Metro seats new board member

A lawyer with experience in transportation matters was sworn in Thursday as a member of Metro’s board of directors. Michael Goldman, who lives in Montgomery County and is a partner at Silverberg, Goldman & Bikoff in the District, will represent Maryland on the Metro board. He replaces Michael Barnes, who stepped down.

— Mark Berman

Agreement reached in Medicaid dispute

The District’s health-care finance director, Wayne Turnage, said Thursday he has reached an “agreement in principle” with D.C. Chartered Health Plan’s receiver to settle a dispute over Medicaid reimbursement rates for roughly $18 million. That sum would contribute toward the $47.5 million that the troubled former city health-care contractor is estimated to owe providers.
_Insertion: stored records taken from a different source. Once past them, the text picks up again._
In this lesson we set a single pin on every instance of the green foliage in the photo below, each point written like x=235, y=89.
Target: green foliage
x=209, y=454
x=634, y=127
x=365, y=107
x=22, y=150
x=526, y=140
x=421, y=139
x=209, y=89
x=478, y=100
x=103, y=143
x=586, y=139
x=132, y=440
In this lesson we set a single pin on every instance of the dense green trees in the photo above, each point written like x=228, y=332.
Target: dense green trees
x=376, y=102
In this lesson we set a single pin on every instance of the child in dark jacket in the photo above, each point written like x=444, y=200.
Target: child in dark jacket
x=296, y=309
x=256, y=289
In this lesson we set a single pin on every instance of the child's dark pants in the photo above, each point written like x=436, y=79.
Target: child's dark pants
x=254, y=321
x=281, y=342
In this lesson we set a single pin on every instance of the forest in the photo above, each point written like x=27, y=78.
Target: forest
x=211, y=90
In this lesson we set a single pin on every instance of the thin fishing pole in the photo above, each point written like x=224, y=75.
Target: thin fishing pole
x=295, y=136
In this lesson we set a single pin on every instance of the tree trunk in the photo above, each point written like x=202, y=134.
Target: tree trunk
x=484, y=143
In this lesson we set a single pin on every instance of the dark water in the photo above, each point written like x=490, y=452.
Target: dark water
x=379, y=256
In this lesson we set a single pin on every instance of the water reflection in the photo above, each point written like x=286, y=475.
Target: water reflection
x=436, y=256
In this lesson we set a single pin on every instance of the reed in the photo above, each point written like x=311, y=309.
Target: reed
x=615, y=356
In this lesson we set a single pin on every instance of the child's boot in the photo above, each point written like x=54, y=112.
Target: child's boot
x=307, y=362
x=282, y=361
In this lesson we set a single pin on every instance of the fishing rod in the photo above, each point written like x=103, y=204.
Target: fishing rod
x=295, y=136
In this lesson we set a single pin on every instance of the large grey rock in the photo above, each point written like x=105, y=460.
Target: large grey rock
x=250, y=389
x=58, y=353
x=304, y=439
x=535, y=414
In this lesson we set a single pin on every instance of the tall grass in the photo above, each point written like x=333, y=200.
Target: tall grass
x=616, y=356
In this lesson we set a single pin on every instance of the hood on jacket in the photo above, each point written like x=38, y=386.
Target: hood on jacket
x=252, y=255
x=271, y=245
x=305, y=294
Turnage said he expects the federal government to pay its usual 70 percent share of the rate settlement. Mayor Vincent C. Gray (D) is prepared to pay the remainder out of the District’s contingency fund, Turnage said — meaning taxpayers could be on the hook for roughly $35 million to settle the accounts of businessman Jeffrey E. Thompson’s once-thriving firm.

The plan could prove politically treacherous as Gray ponders a reelection bid. Thompson is the subject of a federal probe that includes Gray’s 2010 campaign.

— Mike DeBonis

End to D.C. photo enforcement sought

Freshman Rep. Kerry Bentivolio (R-Mich.) is drafting a bill that could ban or restrict the use of red-light and speed cameras in the District. Though Bentivolio’s draft would apply only to the city, his office said the final details aren’t finished.
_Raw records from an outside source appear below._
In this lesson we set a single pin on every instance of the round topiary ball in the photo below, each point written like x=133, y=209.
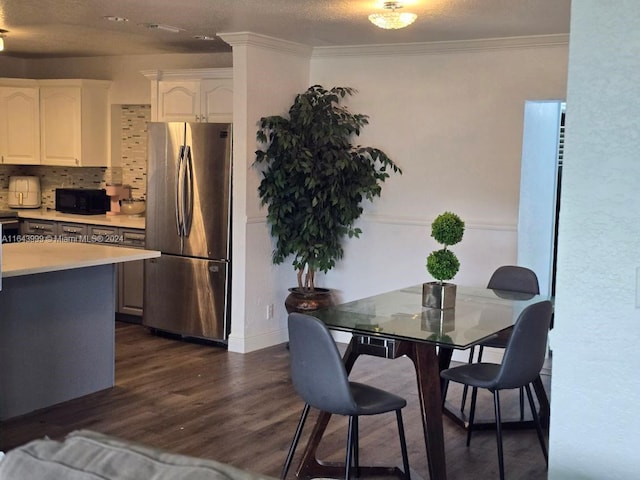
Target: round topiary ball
x=443, y=264
x=447, y=228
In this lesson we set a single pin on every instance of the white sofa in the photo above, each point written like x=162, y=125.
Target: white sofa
x=87, y=455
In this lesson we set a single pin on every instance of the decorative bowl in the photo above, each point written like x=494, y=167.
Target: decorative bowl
x=132, y=207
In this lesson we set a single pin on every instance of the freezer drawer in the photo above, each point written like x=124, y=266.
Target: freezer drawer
x=186, y=296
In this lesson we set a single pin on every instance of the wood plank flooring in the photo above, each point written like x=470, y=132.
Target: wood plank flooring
x=241, y=409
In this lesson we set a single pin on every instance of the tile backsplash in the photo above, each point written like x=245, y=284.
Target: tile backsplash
x=132, y=172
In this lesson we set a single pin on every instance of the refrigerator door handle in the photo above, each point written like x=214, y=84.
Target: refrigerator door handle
x=188, y=192
x=178, y=192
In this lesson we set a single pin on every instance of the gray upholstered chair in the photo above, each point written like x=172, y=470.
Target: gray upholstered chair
x=521, y=364
x=320, y=378
x=509, y=278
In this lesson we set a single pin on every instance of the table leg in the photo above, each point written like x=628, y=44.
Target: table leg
x=427, y=368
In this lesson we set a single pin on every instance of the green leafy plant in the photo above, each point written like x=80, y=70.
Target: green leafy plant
x=314, y=180
x=447, y=229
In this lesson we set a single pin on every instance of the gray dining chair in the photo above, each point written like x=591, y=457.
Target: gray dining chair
x=521, y=364
x=319, y=376
x=508, y=278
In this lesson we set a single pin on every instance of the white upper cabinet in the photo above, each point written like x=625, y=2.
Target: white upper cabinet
x=19, y=125
x=74, y=117
x=200, y=95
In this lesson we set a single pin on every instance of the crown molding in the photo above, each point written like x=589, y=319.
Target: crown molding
x=245, y=39
x=434, y=48
x=188, y=73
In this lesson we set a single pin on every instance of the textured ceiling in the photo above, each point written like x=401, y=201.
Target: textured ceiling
x=63, y=28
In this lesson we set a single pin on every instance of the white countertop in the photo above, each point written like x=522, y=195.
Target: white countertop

If Bentivolio offers the bill, there is no guarantee it would get a hearing or a House vote, but Del. Eleanor Holmes Norton (D-D.C.) sounded the alarm over the proposal Thursday.

“In the District of Columbia, like everywhere else, local traffic laws are written by local elected officials, not members of Congress who are unaccountable to D.C. residents,” Norton said in a news release.

Bentivolio spokesman Matt Chisholm said his boss “was sent to Washington to protect the people’s rights, not take them away. The final version of this bill will do just that.”

— Ben Pershing

No one seriously injured in crash

No one was seriously injured when a car crashed into an office building that houses a restaurant in downtown Washington Tuesday, contrary to initial reports, police said Thursday.

A D.C. fire department official on the scene Tuesday said that a 2-year-old boy and two adult women suffered life-threatening injuries in the crash at 11th Street and Pennsylvania Avenue NW. A third woman was injured as well.

Officer Araz Alali clarified Thursday that no one suffered serious injuries.

Police have not stated what caused the car to jump a curb and crash into the office building. The car barreled through the outdoor seating area of chef Michel Richard’s Central restaurant. The restaurant remained open for business.

— Julie Zauzmer

Health-care interests heavy on lobbying

The health-care industry emerged as the biggest spender on lobbying services in Maryland during a six-month stretch that included this year’s legislative session, a dynamic driven in part by the state’s effort to implement the federal health-care law.

The Maryland Hospital Association and the Maryland State Medical Society top a new list of spending released by the state ethics commission, reporting expenditures of $380,448 and $303,182, respectively.

All told, health-care interests spent more than $3.6 million on lobbying between November and April, according to Common Cause Maryland.

According to the group, other industries that spent heavily in Annapolis included utility and energy companies ($1,858,460), builders and realtors ($1,363,898) and casinos and racing groups ($1,124,341).

— John Wagner

Slain victim ID’d in Chantilly incident

A 20-year-old man fatally stabbed his brother and injured another family member before turning a gun on himself, Fairfax County police said.

Police on Thursday released these new details about the fatal domestic incident, which happened inside a home in the 4100 block of Travers Court in Chantilly Tuesday morning.

According to police, the suspect stabbed his brother, 24-year-old Haseeb Raza, in the upper body. A second family member, a 61-year-old man, tried to intervene and also was stabbed in the upper body, police said. The suspect then apparently shot himself in the upper body.

Raza died from his injuries, but police said the other victim is expected to recover. The suspect remains hospitalized with life-threatening injuries.

It’s unclear what led to the confrontation.

— Maggie Fazeli Fard

Man impersonated FBI agent, police say

A Lorton man is accused of impersonating an FBI agent and sexually assaulting an employee at a local massage parlor, authorities in Fairfax County said Thursday.

Kedrick Evans, 48, was arrested on Tuesday and charged with abduction, sexual battery and two counts of impersonating a law enforcement officer, police said.

Police said that in May, they began receiving reports from massage parlors in the area that a customer had been displaying what he claimed were law enforcement credentials from the FBI. This week, a female employee of one of the massage parlors reported that the customer sexually assaulted her.